Life & Island Times: Weird Season and Mangoes
Author’s Note: This is a rear oblique screen capture of last summer’s weird season when the absence and presence of cravings descended upon me during the rising tsunami of Delta.
Of course, your mileage may have varied.
-Marlow
PS What the hell — Still Alive and Well!
A portion of our last southernmost mango harvest in 2016 (l) and a resulting coconut rum daiquiri (r)
This plague has been a series of strange weather seasons.
Last summer was either nonexistent or else, more sadly, shabby and ill-tempered.
It had some real mean heat, heat like downtown Miami asphalt hot. Like heat in a third world country, an unintelligible foreign language Western Pacific kind of heat.
We sat in our backyard, under the shade of our patio-furniture’s orange umbrella, both of us unable to read even the simplest of things, despite being older and wiser survivors of the sixties, seventies, and even the eighties; and, now it was the 21st’s twenties as we sat here, in the Empire — the Hostess City to be exact — facing this huge darkly painted pandemic death wave’s latest peaks pumped up to look like a horror show morning, noon and night, but now in daylight of year number two looked weird, to say nothing of the strange reports of wildly differing pandemic worlds across our country coming from our four-corners-road-tripping kids during the past 12 months. I mean, weird was the only word for this cocktail.
I was craving a homemade daiquiri like those we had made with the fruit from our mango trees down on our former coral isle, which would have gone quite well with our crap weather and plague season, although I thought about a late summer outdoor backyard 3-meat barbecue affair across the street we’d recently been invited to. We were going, but the trouble with barbecues is that they always say “Don’t eat, don’t eat, there’s going to be tons of food” — so you don’t eat and then you arrive and by the time you get anything to eat, it’s overcooked, or undercooked, dried out or too greasy, too fattening, and too much, too late. I didn’t want to hate myself for saying yes to this barbecue, but as expected I got there early at five, and staying late that by nine, I was all sticky, bloated, and dreary. More weird.

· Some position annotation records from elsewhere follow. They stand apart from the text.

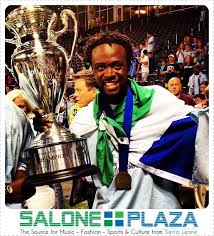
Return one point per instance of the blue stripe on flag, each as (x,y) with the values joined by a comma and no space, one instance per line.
(174,151)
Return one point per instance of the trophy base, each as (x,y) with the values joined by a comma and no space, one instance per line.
(63,175)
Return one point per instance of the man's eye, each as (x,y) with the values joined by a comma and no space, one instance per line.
(100,68)
(117,66)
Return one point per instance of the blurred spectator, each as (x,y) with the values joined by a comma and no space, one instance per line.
(201,101)
(150,42)
(144,66)
(187,39)
(163,66)
(172,70)
(180,54)
(152,63)
(195,80)
(132,73)
(187,70)
(203,86)
(175,87)
(188,51)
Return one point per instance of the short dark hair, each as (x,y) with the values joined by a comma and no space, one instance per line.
(206,83)
(108,37)
(145,52)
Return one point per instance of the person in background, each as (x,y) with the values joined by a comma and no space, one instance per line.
(180,55)
(144,66)
(85,91)
(150,42)
(203,86)
(187,71)
(85,87)
(18,191)
(201,101)
(175,87)
(172,69)
(195,80)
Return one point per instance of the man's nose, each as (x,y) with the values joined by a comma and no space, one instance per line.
(109,72)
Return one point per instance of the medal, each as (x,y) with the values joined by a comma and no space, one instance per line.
(123,181)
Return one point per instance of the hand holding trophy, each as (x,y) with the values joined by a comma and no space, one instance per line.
(41,66)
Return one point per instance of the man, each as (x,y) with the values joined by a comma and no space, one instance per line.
(175,87)
(150,42)
(18,135)
(195,80)
(85,91)
(127,127)
(85,87)
(123,183)
(144,66)
(172,69)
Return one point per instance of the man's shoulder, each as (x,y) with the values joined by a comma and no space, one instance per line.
(187,99)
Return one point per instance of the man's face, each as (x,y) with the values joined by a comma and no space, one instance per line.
(21,103)
(110,68)
(171,60)
(202,88)
(174,86)
(83,94)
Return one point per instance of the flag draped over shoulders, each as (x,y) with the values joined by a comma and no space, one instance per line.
(162,139)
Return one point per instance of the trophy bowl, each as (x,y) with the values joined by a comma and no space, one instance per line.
(41,66)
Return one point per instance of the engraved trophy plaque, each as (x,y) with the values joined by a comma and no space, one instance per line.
(41,66)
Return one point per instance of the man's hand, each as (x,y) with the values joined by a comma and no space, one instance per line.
(41,122)
(21,188)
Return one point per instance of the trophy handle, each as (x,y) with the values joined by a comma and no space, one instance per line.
(10,70)
(53,35)
(16,40)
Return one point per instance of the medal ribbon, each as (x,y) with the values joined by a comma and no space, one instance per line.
(127,124)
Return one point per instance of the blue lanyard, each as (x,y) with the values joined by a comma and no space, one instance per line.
(127,124)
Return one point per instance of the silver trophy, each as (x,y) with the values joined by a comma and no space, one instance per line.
(41,66)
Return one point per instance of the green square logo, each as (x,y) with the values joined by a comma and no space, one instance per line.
(118,214)
(108,223)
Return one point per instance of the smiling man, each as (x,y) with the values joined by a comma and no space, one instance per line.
(127,128)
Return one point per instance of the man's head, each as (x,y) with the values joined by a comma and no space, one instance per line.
(196,69)
(203,86)
(175,86)
(188,47)
(188,59)
(110,54)
(145,52)
(199,98)
(171,59)
(85,87)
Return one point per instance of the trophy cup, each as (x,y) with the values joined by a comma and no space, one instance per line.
(41,66)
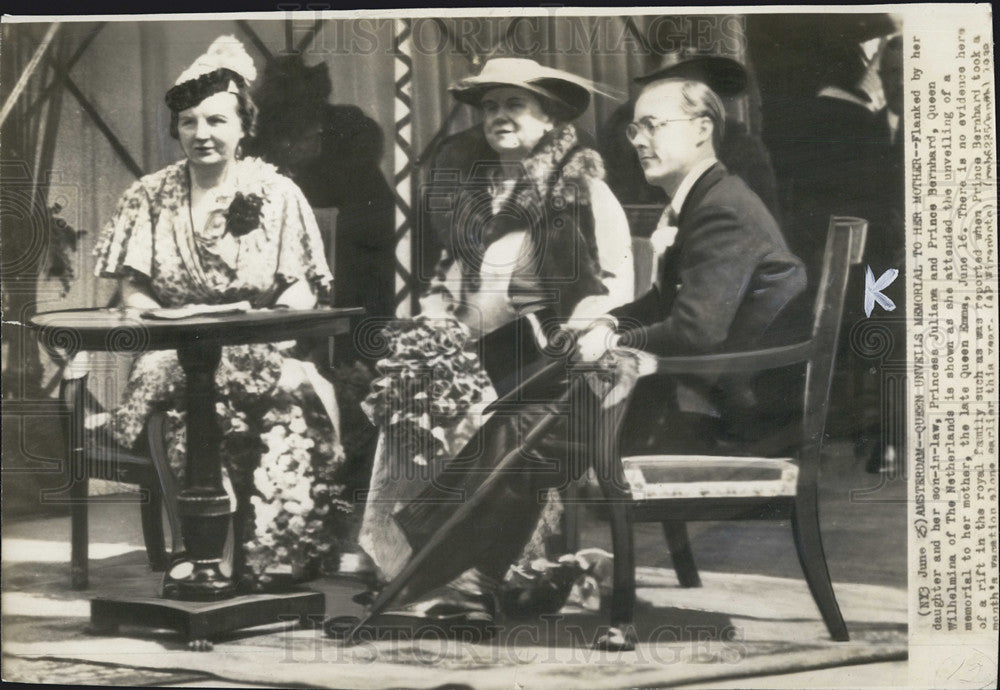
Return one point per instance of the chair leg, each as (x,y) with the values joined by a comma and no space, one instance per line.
(168,491)
(809,545)
(151,510)
(571,518)
(78,491)
(680,553)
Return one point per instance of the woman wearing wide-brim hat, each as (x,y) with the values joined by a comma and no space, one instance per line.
(531,227)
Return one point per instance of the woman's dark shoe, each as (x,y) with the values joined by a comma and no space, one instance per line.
(541,588)
(617,640)
(465,609)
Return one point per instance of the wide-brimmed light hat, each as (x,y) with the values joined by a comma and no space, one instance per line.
(724,75)
(568,93)
(225,66)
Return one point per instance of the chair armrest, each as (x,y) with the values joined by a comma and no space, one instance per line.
(731,362)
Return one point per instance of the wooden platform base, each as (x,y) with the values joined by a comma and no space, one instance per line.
(200,622)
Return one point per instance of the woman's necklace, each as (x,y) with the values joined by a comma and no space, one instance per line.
(205,200)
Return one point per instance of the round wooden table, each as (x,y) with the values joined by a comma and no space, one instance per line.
(203,506)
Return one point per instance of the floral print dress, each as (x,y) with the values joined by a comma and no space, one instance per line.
(280,444)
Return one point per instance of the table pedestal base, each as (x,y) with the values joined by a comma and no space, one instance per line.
(200,622)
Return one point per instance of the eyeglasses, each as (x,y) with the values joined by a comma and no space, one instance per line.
(648,126)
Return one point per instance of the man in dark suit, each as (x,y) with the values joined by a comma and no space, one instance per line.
(725,277)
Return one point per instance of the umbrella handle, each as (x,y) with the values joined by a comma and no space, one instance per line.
(396,587)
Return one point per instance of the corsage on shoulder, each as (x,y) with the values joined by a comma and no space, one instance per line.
(254,182)
(244,214)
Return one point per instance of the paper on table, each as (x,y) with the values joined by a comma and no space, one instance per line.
(174,313)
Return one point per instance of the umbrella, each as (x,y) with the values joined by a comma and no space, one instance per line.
(416,579)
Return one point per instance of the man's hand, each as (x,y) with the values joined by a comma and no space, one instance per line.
(592,344)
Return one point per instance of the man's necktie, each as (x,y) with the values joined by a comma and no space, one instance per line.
(662,239)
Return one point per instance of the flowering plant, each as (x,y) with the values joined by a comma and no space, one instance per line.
(281,456)
(430,380)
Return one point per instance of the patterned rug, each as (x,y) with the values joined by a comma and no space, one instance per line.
(734,626)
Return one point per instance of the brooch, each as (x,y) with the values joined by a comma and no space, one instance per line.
(243,214)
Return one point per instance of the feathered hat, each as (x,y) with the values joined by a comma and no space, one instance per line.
(226,66)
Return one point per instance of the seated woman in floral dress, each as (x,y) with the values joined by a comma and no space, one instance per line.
(216,228)
(533,230)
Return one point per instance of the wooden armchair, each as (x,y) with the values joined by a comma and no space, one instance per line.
(675,490)
(91,454)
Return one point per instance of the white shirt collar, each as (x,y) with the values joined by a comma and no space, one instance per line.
(684,188)
(892,119)
(843,95)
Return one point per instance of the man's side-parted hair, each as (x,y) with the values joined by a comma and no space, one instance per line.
(698,100)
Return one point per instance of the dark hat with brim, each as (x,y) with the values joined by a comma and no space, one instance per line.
(725,76)
(568,94)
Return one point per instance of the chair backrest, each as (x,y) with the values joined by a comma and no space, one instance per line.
(845,243)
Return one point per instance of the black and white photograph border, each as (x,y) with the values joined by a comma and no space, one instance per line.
(500,347)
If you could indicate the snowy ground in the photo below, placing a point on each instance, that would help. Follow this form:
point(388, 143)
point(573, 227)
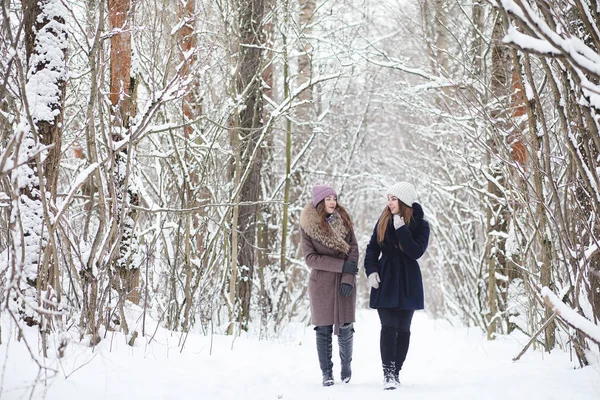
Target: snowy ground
point(443, 363)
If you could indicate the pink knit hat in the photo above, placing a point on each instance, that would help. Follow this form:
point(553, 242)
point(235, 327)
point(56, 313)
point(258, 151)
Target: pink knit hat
point(322, 191)
point(404, 191)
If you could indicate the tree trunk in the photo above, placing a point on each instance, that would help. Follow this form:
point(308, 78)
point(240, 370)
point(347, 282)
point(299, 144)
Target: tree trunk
point(497, 223)
point(250, 130)
point(45, 38)
point(122, 98)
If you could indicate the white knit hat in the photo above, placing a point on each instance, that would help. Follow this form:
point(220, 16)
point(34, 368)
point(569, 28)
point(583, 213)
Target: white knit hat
point(404, 191)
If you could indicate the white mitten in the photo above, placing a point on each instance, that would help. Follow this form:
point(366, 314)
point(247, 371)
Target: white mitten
point(398, 221)
point(374, 280)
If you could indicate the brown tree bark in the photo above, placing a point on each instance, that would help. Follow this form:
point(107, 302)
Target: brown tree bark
point(250, 129)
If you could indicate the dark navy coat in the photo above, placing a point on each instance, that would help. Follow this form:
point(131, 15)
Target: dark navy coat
point(401, 285)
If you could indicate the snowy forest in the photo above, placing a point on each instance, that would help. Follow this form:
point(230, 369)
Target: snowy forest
point(155, 156)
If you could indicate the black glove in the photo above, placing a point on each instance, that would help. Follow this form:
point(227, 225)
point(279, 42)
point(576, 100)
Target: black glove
point(345, 290)
point(350, 267)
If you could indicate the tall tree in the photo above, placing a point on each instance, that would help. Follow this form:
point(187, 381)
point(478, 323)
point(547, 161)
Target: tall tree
point(249, 131)
point(125, 196)
point(40, 136)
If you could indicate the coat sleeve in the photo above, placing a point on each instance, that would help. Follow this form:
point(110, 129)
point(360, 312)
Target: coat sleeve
point(352, 256)
point(319, 261)
point(372, 254)
point(414, 244)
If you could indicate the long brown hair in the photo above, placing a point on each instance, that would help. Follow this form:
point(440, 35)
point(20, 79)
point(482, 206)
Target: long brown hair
point(341, 210)
point(386, 215)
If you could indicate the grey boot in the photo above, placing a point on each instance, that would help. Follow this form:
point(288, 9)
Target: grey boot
point(345, 342)
point(389, 381)
point(324, 350)
point(402, 343)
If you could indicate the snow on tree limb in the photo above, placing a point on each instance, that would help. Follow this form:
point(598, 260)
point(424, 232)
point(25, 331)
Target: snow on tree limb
point(570, 316)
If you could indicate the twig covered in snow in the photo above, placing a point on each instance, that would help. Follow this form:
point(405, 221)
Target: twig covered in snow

The kind of thing we loved to go to on weekends, during plague wave troughs, was called a jazz brunch, and everything was already ready by the time you got there, music, buffets of delicious salads, pimento cheese egg cups, cute little rolls from the local artisan bakeries with crusts so light and flaky that heaven must be nearby with the live jazz quartet tunes flowing like a golden stream over us and then the rooftop bistro’s glass railings into the river beyond but even for these things this past summer, the pandemic, cresting once again, threw too much shade on our desire to endure the heat.
Too weird for brunch indeed. So, southernmost mangos were all anyone with a modicum of common sense would have welcomed gladly.
Perhaps the weather’s being so weird is why this past summer was the first year in all my born days that I hadn’t felt regularly horny. Fortunately, it was just a brief interlude. A big plus was that I didn’t have any brilliant friends who might opine on this phenomenon as “it would be in poor taste to be craving sex all the time when this plague is such a tragedy, really.” This sailor thought it was because we were finally worn out by the media’s endless hair pulling.
Anyways, despite these cool jazz gatherings’ bristling low sparkle charisma, the lack of zinging ions permeating city’s plague atmosphere was what really kept us away.
It was trop tragique.
This musical and dining aerie was no traditionally padded-booth place with nice rugs on the floor, yet they actually had desserts — nothing as fashionable as sea salt crème caramel custard; mostly it was chocolate this or chocolate that. Still, this rooftop was incredibly seductive in a long-term kind of way, and I thought, if this season stayed weirdly hot, we’d be coming right back regardless of which plague DEFCON we were in.
I’d get myself one of their specials – a mango dessert on a stick placed in a rum cocktail. With a sidecar of tonic. Despite me not ever getting enough mangos in my life, eating a rum-juiced one on stick during this plague now seemed to be one of the more perfect divine interventions.
What gives ? I thought.
Maybe it was the wet weather.
Maybe it was the heat
Drifting off into some vague plague happy, no future and no past was as far it came to going out on the town. As weird as this particular plague season was, I felt safe. We were safe. As dusk settled, I found myself beginning to sing Still Alive and Well.
Now all we needed, now were mangos for at-home garden daiquiris.